At the outbreak of COVID-19, native Westside resident Gaby Cornejo was studying in Great Britain, stressing on how she would make it home to the United States. Today, the rising senior finds herself a college student in Missouri, an intern in Arizona and a resident of Santa Monica — a description that only seems possible in 2020.

When she first secured an internship with CVS Health near the beginning of 2020, Cornejo had no idea what would be in store for her throughout the course of her 10 weeks in the American healthcare company’s corporate intern program.

“I started recruiting during late October 2019,” Cornejo said, detailing how the ban on travel forced her and hundreds of other students to abandon their study-abroad programs within a 72-hour span. “I finished my interview process in London. So that was also kind of a hectic time to work with the time changes and everything, but I thought I made it work.”

Then COVID hit, “and it was crazy. Everybody was crying and it was really hard trying to figure out what to do with our deposits for housing and stuff. But I luckily made it back,” Cornejo said. And perhaps even more luckily, the first-generation college student still had an internship opportunity that would allow her to work on CVS Health’s financial team.

CVS Health officials said they hope to hire more than 65% of the more than 300 interns who were selected to participate in the recent virtual internship program; and as a minority and the first prospective graduate in her family, Cornejo said it’s been great to see CVS Health engage with students who share a similar story to her.

“They’re really looking to pull in minority students and I know a lot of minority students might not have the same connections as other families, so it’s really nice for CVS Health to bridge that gap and have a good structure and guidelines that show us how to get where we want to be,” Cornejo said. “The program has a very strong pipeline and they also train students in different sectors like marketing and investment banking.”

As somebody who has aspires to inspire minority students to take the leap into the corporate world and become leaders, Cornejo believes her internship, which is set to end in early August, has proved to be invaluable.

“I was hearing from other companies that their internships were getting canceled and I was so stressed out because I spent this whole time preparing for interviews, getting through the process, and so to maybe not have that opportunity and have to redo the whole process or figure out something else was very stressful,” Cornejo said. “Luckily, CVS Health announced that we would be doing a virtual model… I was wondering how that would work at first but everything was planned out.

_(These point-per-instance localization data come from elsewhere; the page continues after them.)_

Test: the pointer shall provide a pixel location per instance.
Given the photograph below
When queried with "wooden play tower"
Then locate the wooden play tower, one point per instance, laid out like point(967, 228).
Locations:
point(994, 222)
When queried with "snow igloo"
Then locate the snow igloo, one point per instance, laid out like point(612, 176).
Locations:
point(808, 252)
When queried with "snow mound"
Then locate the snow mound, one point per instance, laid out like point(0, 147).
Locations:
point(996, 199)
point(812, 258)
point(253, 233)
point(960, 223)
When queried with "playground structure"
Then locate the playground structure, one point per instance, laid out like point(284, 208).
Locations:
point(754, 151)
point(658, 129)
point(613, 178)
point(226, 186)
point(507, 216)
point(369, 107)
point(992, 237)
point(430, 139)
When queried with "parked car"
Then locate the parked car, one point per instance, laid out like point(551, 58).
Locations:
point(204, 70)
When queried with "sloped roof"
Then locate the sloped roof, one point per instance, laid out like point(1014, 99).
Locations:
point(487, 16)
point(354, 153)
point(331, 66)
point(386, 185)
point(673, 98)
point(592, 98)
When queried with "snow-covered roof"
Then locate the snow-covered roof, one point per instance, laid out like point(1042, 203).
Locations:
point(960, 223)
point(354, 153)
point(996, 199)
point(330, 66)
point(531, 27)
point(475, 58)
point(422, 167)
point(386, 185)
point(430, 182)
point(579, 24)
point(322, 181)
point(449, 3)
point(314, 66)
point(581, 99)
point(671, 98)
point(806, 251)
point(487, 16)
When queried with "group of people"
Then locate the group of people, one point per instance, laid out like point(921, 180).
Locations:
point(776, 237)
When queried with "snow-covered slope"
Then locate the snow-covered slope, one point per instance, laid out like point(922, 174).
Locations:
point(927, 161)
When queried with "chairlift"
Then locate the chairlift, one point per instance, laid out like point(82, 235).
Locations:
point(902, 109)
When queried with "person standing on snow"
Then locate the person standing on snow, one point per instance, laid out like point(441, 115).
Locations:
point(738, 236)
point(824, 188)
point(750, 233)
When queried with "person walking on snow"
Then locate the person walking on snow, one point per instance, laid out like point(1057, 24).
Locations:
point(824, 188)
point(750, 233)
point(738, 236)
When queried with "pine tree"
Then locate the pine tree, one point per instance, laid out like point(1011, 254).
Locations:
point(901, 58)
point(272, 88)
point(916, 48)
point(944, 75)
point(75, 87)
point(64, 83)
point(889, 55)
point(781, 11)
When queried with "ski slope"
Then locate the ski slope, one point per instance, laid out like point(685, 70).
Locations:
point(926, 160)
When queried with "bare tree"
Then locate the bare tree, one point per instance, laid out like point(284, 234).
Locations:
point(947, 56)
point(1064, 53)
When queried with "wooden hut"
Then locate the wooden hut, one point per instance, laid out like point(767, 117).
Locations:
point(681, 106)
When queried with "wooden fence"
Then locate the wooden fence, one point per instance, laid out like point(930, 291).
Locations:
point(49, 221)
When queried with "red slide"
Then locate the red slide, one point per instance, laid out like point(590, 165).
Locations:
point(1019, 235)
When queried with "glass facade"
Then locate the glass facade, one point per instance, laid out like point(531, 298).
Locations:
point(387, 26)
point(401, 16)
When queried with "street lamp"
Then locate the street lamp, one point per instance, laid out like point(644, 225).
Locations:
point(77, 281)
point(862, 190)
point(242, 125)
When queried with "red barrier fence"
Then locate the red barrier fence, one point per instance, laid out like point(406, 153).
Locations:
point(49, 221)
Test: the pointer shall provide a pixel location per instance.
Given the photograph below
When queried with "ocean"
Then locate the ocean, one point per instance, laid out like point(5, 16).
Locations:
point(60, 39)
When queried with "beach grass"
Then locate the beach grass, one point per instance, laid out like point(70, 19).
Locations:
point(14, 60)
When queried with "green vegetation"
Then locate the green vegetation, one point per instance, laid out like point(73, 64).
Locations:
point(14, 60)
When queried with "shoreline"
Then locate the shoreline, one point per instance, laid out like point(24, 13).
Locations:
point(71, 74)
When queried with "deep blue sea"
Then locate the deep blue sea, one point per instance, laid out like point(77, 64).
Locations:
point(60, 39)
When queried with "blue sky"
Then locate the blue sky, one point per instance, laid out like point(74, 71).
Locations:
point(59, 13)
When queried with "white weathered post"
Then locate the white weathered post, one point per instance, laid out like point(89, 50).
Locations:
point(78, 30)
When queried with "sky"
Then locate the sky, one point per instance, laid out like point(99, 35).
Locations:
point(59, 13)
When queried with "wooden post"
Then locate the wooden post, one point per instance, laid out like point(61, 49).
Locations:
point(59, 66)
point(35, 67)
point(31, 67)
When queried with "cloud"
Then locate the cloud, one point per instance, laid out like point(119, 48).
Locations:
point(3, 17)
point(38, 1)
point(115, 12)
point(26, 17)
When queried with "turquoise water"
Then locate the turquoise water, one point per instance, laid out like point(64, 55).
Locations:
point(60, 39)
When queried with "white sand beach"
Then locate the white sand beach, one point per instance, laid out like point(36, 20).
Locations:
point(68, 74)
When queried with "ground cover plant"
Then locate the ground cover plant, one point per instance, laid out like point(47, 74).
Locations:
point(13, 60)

There was no miscommunication or anything. It’s all been really smooth and an amazing learning experience.”

As a member on the Medicaid finance team, Cornejo has a number of real-world duties assigned to her.

“I’ve gotten a broad spectrum of work that’s helped me understand what it’s like to work in Medicaid and the different areas. My manager has done a great job of connecting me with people so I can see what they are doing on the business side, the accounting side, and all of that mix has been great.”

It’s definitely been different than if the internship was in-person because interns aren’t able to overhear people’s conversations and see what they’re doing, Cornejo added. “But the program, in general, has definitely done a great job of helping us mend that gap by having a lot of opportunities for us to meet other people, especially within my team.”

There are about 40 interns in Cornejo’s finance cohort, “and every week, they randomly group us into fives, and we set up a networking call so we can meet each other and talk about what’s been going on in our projects, share tips and tricks, and just talk about how things are going to kind of get that bond because we don’t have meetings with each other. We don’t see each other walking down the halls every day, so that’s been really helpful to have that structure.”

As somebody who has known what she has wanted in a career for some time, Cornejo said it’s important to receive real-world experience in an environment like CVS Health because students won’t really know if a career is for them unless they try to do the job themselves.

“And I think that the junior year internship is the prime time to have that experience and see if you like the work that you’re actually thinking about doing,” Cornejo said. “And then to know this is one of the main pipelines into a full-time position for CVS Health — that makes the experience even better because you know if you work hard and make the most of the opportunity, then you can end up actually working in a field of your dreams.. It’s been very helpful to make sure that I know that finance is the correct place for me, and I’m loving it so far. I really want to do this for the rest of my life and I’m thankful I got the opportunity to find out.”